We entered the cave, and he flung his pack into a corner. “Last time I was here,” he said, “I covered the floor with heather. We must get some more if we would sleep soft.” In the twilight he was a dim figure, but he seemed a new man from the one I had last seen in the Moot Hall at Biggleswick. There was a wiry vigour in his body and a purpose in his face. What a fool I had been to set him down as no more than a conceited flâneur!

He went out to the shelf again and sniffed the fresh evening. There was a wonderful red sky in the west, but in the crevice the shades had fallen, and only the bright patches at either end told of the sunset.

“Wake,” I said, “you and I have to understand each other. I’m a friend of Ivery and I know the meaning of this place. I discovered it by accident, but I want you to know that I’m heart and soul with you. You may trust me in tonight’s job as if I were Ivery himself.”
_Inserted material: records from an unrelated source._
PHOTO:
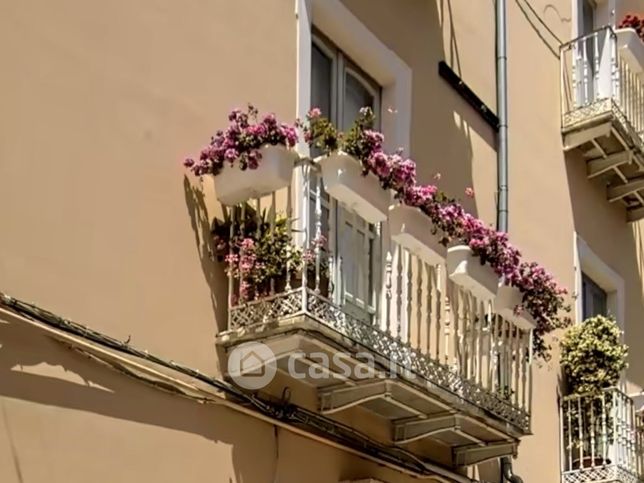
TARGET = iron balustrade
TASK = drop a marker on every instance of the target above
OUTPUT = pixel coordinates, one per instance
(375, 292)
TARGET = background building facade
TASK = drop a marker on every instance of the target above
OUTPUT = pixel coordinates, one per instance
(101, 223)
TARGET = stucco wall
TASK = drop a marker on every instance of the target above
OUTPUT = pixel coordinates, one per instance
(64, 419)
(101, 101)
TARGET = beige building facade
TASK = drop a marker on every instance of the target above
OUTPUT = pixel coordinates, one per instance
(101, 224)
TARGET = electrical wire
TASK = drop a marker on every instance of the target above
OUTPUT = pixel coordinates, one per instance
(541, 21)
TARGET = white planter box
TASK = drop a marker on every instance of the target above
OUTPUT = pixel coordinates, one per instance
(632, 49)
(465, 269)
(233, 186)
(507, 298)
(343, 180)
(412, 229)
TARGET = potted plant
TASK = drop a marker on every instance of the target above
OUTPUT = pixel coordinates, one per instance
(630, 40)
(251, 158)
(409, 227)
(592, 360)
(344, 163)
(261, 256)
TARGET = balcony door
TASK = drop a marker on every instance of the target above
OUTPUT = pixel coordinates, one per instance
(587, 49)
(340, 89)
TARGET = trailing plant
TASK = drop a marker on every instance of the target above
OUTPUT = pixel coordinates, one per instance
(261, 255)
(592, 360)
(542, 297)
(593, 355)
(241, 141)
(633, 21)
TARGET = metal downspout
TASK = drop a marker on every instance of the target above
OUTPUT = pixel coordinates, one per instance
(502, 112)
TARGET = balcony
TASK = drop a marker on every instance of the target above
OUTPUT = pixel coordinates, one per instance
(602, 439)
(438, 364)
(603, 112)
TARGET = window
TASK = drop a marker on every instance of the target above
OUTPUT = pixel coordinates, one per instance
(585, 17)
(340, 89)
(594, 298)
(587, 52)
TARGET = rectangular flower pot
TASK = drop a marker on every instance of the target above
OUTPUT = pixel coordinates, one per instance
(343, 180)
(507, 298)
(465, 270)
(412, 229)
(632, 49)
(233, 186)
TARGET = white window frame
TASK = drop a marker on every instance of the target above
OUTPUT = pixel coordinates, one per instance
(353, 38)
(349, 297)
(335, 21)
(589, 263)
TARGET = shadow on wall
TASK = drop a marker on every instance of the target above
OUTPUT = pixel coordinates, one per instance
(37, 369)
(214, 273)
(603, 226)
(442, 122)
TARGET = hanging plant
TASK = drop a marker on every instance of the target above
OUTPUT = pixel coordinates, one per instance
(240, 143)
(542, 297)
(592, 360)
(260, 256)
(593, 355)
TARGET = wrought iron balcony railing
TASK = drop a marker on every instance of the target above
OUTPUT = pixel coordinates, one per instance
(602, 438)
(602, 108)
(596, 78)
(349, 276)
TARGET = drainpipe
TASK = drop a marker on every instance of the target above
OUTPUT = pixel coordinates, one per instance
(502, 112)
(506, 468)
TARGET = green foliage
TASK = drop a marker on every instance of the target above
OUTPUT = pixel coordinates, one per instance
(593, 356)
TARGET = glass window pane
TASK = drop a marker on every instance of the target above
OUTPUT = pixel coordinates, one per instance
(356, 96)
(321, 71)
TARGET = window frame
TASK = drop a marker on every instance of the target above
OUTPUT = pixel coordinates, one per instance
(341, 66)
(589, 263)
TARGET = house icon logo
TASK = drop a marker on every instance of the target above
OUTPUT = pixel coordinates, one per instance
(252, 365)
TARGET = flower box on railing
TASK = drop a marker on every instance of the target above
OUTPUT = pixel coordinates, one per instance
(505, 303)
(631, 46)
(466, 270)
(411, 229)
(233, 185)
(344, 181)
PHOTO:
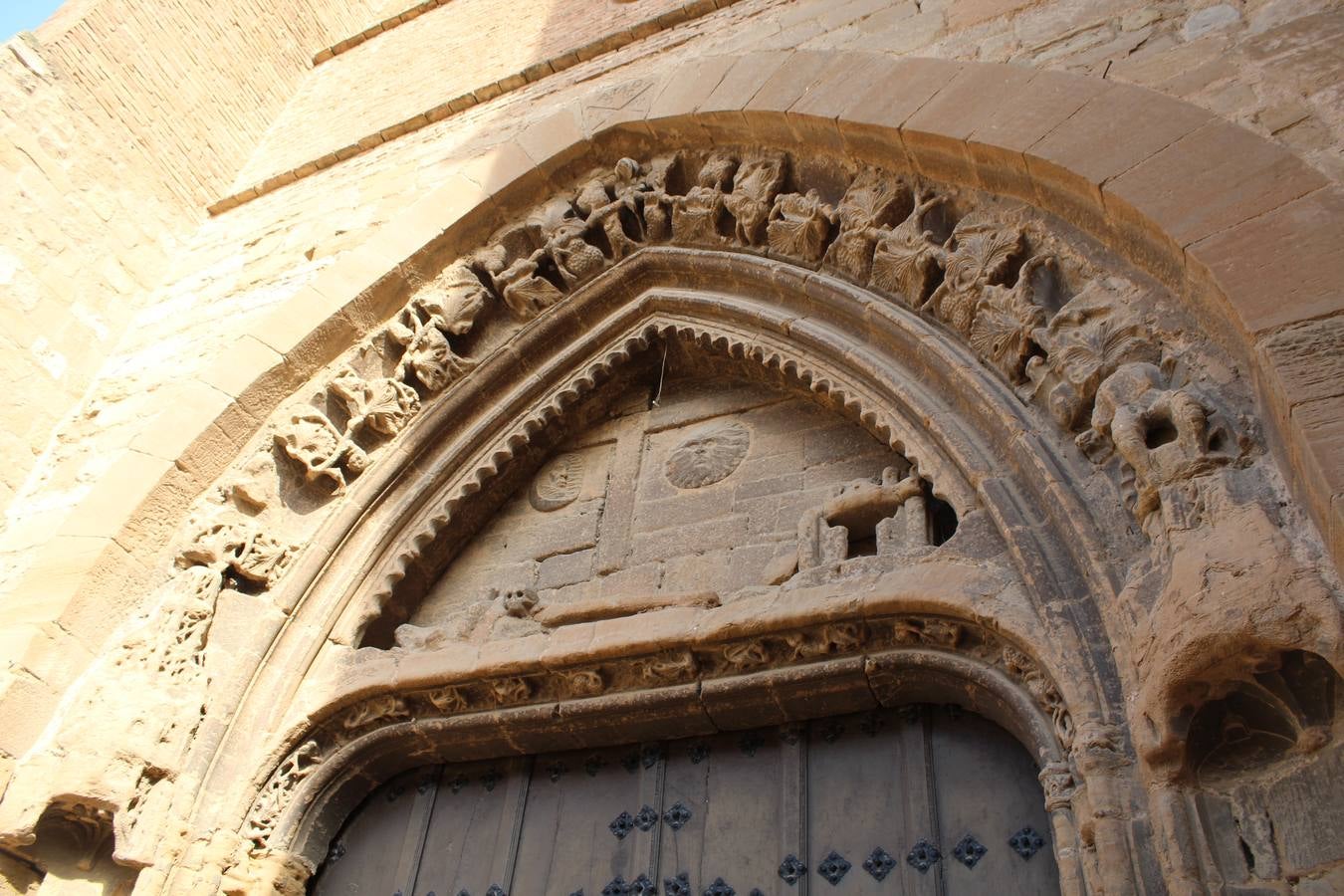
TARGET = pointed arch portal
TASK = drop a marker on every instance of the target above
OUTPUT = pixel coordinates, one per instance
(707, 427)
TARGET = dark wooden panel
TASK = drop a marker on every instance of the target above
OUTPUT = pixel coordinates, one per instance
(835, 792)
(867, 792)
(734, 787)
(367, 854)
(567, 842)
(471, 834)
(987, 790)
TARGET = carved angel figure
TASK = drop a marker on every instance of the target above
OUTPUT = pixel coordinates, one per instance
(1164, 434)
(526, 293)
(866, 208)
(657, 222)
(1006, 319)
(1085, 342)
(426, 352)
(755, 188)
(383, 404)
(326, 452)
(695, 216)
(799, 225)
(982, 257)
(905, 257)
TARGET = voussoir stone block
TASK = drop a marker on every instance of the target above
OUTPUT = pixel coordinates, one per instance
(1105, 137)
(1282, 266)
(1020, 119)
(936, 134)
(1213, 179)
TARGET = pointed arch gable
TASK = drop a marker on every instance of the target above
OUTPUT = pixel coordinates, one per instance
(784, 318)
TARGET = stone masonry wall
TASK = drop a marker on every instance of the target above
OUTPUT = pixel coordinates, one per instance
(722, 537)
(1273, 66)
(348, 97)
(118, 122)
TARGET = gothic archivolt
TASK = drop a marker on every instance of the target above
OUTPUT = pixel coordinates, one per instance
(1090, 349)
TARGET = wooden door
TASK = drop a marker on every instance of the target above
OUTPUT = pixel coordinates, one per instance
(918, 800)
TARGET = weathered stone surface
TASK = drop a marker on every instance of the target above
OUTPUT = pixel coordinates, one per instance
(333, 226)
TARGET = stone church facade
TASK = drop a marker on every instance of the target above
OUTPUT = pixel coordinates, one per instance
(744, 446)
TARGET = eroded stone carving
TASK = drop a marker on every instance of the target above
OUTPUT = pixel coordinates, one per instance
(980, 256)
(709, 456)
(1086, 341)
(275, 795)
(558, 483)
(382, 404)
(1164, 435)
(325, 452)
(799, 225)
(698, 214)
(906, 257)
(891, 512)
(755, 187)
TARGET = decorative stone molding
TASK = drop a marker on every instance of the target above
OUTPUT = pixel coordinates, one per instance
(984, 277)
(1083, 358)
(675, 665)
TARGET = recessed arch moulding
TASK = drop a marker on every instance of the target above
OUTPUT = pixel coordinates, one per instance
(1075, 526)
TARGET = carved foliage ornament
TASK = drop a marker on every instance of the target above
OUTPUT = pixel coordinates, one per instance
(709, 456)
(986, 281)
(637, 673)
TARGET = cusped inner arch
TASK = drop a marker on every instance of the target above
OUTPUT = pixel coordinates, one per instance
(691, 484)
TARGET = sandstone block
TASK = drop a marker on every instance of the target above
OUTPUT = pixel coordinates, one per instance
(1281, 268)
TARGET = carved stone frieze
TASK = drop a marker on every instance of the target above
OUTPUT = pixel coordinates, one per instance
(308, 437)
(990, 281)
(1164, 435)
(558, 483)
(814, 644)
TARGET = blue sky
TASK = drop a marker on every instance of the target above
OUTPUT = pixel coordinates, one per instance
(23, 15)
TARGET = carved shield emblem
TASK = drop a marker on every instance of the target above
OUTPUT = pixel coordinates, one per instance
(709, 456)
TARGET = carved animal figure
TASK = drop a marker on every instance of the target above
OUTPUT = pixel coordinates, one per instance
(906, 257)
(755, 188)
(325, 452)
(695, 216)
(799, 225)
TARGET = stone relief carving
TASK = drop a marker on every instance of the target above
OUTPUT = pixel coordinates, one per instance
(799, 225)
(813, 644)
(709, 456)
(891, 512)
(325, 452)
(987, 281)
(906, 257)
(1164, 435)
(698, 214)
(558, 483)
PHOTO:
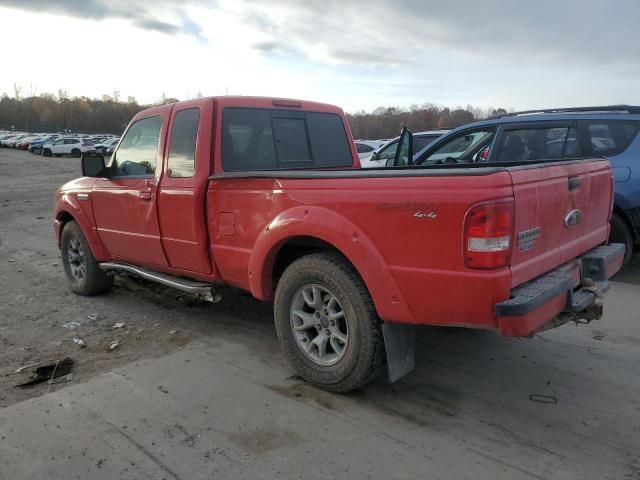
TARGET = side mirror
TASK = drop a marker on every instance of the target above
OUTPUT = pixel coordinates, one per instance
(404, 151)
(93, 166)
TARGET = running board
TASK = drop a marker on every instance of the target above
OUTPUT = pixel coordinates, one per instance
(199, 289)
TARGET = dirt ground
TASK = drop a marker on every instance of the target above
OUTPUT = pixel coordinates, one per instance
(35, 303)
(40, 317)
(563, 405)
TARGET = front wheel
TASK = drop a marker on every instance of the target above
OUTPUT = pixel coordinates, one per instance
(622, 233)
(81, 268)
(327, 324)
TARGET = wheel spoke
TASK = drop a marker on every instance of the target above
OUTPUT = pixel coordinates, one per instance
(338, 335)
(313, 297)
(336, 345)
(308, 320)
(321, 342)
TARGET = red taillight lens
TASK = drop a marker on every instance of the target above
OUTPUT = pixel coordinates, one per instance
(487, 235)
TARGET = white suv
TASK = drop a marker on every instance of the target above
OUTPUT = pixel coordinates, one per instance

He swung round and looked at me sharply. His eyes were hot again, as I remembered them at our first meeting.

“What do you mean? How much do you know?”

The hammer was going hard in my forehead, and I had to pull myself together to answer.

“I know that at the end of this crack a message was left last night, and that someone came out of the sea and picked it up. That someone is coming again when darkness falls, and there will be another message.”

He had turned his head away. “You are talking nonsense. No submarine could land on this coast.”

I could see that he was trying me.

“This morning,” I said, “I swam in the deep-water inlet below us. It is the most perfect submarine shelter in Britain.”